Vorträge
Mittwoch, 6. April 2022, 18:30–20:00 Andreas Riessland: „Ideologie zum Tee – ein kritischer Blick in Okakuras Bestseller The Book of Tea“
Im Jahr 1906 erschien in den Buchhandlungen der alten und neuen Welt ein schmaler Band mit dem Titel The Book of Tea, eine Abhandlung zur japanischen Teekultur, verfasst von Okakura Kakuzō, Kunsttheoretiker und Berater am Museum of Fine Arts in Boston. Zum Zeitpunkt des Erscheinens hatte wohl niemand, den Autor eingeschlossen, eine Ahnung davon, dass sich dieses unscheinbare Büchlein zu einem Klassiker der Japanliteratur entwickeln sollte. In zahlreiche Sprachen übersetzt und vielfach neu aufgelegt, hat es bis heute, knappe 120 Jahre nach seinem ersten Erscheinen, einen festen Platz in den Bücherregalen des tee- und japanaffinen Lesepublikums weltweit. Und auch wenn inzwischen neue Abhandlungen zur japanischen Teekultur existieren, die ihr Thema weitaus detaillierter (und seien wir ehrlich, auch wesentlich fundierter) angehen als Okakuras Buch, so bleibt The Book of Tea dennoch für viele Interessierte das diskursbestimmende Werk zum Thema Tee in Japan.
Und dies sollte nachdenklich machen, denn beim Lesen von Okakuras Werk fällt auf, dass eine von Japans großen Teetraditionen, sencha (bzw. senchadō), in Okakuras Buch praktisch keine Erwähnung findet. Dies ist umso auffälliger angesichts der Tatsache, dass sencha und seine formalisierte Variante senchadō zu Okakuras Lebzeiten eine Verbreitung in Japans Gesellschaft genoss, die ihm keinesfalls entgangen sein konnte.
An diesem Punkt will dieser Vortrag ansetzen. Zum einen versteht er sich als Exkurs zur Entstehung und Verbreitung der sencha-Teekultur in Japan. Er will die Hauptmerkmale dieser Teekultur herausarbeiten und damit aufzeigen, wo diese Art des ritualisierten Teekonsums ihren Platz in der japanischen Gesellschaft hatte (bzw. noch hat). Zum anderen will er der Frage nachgehen, was Okakura dazu bewog, sencha und senchadō derart auffällig aus seinem Buch vom Tee auszusparen – eine Frage, die viel mit der eigenwilligen Persönlichkeit des Autors Okakura und mit seiner von persönlichen Sympathien und Abneigungen gelenkten Weltsicht zu tun hat.
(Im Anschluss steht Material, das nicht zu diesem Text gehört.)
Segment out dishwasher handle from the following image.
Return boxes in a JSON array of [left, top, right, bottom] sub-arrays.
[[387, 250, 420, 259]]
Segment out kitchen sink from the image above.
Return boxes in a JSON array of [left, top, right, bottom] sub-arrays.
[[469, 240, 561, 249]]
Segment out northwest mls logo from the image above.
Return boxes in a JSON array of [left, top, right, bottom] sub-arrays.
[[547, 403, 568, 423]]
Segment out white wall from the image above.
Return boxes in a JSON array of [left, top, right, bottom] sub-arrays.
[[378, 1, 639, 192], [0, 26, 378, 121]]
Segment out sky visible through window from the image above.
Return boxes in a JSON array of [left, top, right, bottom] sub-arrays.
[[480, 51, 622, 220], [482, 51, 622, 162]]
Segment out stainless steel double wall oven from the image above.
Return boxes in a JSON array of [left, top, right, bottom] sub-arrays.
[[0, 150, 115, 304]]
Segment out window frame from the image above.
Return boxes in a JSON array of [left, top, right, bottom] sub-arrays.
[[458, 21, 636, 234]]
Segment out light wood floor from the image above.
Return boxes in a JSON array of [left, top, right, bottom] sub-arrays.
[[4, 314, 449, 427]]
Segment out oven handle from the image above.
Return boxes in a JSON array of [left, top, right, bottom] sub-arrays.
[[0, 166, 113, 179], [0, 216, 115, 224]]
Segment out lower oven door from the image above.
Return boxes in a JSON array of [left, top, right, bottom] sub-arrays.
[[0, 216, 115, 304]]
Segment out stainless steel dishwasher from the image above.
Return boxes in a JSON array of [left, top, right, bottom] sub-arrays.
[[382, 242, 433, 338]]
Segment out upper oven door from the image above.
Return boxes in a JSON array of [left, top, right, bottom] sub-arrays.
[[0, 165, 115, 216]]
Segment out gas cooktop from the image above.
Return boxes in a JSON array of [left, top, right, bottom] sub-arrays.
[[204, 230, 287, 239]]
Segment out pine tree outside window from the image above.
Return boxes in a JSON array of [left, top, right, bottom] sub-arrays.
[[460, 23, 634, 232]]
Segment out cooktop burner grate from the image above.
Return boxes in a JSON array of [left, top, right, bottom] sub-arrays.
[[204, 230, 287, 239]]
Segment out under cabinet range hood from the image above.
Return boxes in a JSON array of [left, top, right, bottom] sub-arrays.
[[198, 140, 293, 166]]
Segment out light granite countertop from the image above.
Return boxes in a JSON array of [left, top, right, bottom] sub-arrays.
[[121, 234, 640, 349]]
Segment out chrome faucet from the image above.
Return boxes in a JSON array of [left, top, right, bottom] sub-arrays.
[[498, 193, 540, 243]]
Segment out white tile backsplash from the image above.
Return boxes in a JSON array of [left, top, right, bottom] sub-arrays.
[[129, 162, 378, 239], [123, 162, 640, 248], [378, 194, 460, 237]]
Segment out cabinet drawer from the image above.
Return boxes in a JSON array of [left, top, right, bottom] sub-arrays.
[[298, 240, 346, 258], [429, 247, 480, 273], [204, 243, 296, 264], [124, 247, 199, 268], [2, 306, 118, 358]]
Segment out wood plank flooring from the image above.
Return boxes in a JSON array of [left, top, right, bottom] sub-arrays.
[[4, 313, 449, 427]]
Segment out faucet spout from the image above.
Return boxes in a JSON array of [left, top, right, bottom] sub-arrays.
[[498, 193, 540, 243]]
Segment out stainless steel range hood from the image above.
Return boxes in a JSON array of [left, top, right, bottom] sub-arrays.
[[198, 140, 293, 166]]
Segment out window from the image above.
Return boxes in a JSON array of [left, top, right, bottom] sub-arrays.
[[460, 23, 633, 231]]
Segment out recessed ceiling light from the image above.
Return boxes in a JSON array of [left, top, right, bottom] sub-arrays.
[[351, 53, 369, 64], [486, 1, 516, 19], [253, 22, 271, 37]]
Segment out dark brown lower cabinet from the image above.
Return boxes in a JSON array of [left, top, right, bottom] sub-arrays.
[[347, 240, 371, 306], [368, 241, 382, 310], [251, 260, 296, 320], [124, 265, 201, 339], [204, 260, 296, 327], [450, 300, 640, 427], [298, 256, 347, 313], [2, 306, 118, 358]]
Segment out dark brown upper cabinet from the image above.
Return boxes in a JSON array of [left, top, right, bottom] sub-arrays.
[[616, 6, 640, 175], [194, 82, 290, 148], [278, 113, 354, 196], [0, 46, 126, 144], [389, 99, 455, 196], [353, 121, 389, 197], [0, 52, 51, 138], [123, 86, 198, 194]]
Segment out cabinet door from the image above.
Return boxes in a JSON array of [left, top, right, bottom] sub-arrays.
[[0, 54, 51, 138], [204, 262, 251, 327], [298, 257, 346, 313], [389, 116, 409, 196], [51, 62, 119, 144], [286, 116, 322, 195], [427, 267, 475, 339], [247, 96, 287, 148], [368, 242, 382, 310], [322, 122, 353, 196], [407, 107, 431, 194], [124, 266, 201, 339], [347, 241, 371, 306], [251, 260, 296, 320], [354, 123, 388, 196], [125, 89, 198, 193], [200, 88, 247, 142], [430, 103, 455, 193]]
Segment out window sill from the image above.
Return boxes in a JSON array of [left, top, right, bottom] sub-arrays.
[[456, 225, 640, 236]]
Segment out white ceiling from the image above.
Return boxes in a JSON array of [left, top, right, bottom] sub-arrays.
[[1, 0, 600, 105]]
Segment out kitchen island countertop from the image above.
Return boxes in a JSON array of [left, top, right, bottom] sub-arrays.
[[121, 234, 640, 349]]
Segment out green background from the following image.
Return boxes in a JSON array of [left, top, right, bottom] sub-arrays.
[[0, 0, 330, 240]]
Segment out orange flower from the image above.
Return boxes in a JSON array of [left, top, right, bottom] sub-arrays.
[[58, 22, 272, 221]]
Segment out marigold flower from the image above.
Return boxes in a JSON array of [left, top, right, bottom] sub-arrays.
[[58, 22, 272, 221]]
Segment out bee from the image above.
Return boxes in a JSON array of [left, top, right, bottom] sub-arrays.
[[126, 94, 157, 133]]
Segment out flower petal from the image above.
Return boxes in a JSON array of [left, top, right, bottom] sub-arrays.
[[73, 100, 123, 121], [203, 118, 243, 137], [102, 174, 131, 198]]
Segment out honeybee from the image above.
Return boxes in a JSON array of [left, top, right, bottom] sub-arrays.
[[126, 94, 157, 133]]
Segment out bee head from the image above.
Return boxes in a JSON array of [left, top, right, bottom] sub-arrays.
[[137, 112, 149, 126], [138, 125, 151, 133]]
Andreas Riessland, Japanologe und Anthropologe, ist Associate Professor an der Deutschen Abteilung der Nanzan-Universität in Nagoya. Wissenschaftlich setzt er sich mit dem ideologischen Zusammenspiel von Traditionsdenken, Ästhetik und Nationalismus auseinander und mit deren Manifestationen in Japans Gegenwartgesellschaft, von Produktwerbung, Naturwahrnehmung und der Politisierung des Ästhetikbegriffs bis hin zur Symbolsprache der bōsōzoku.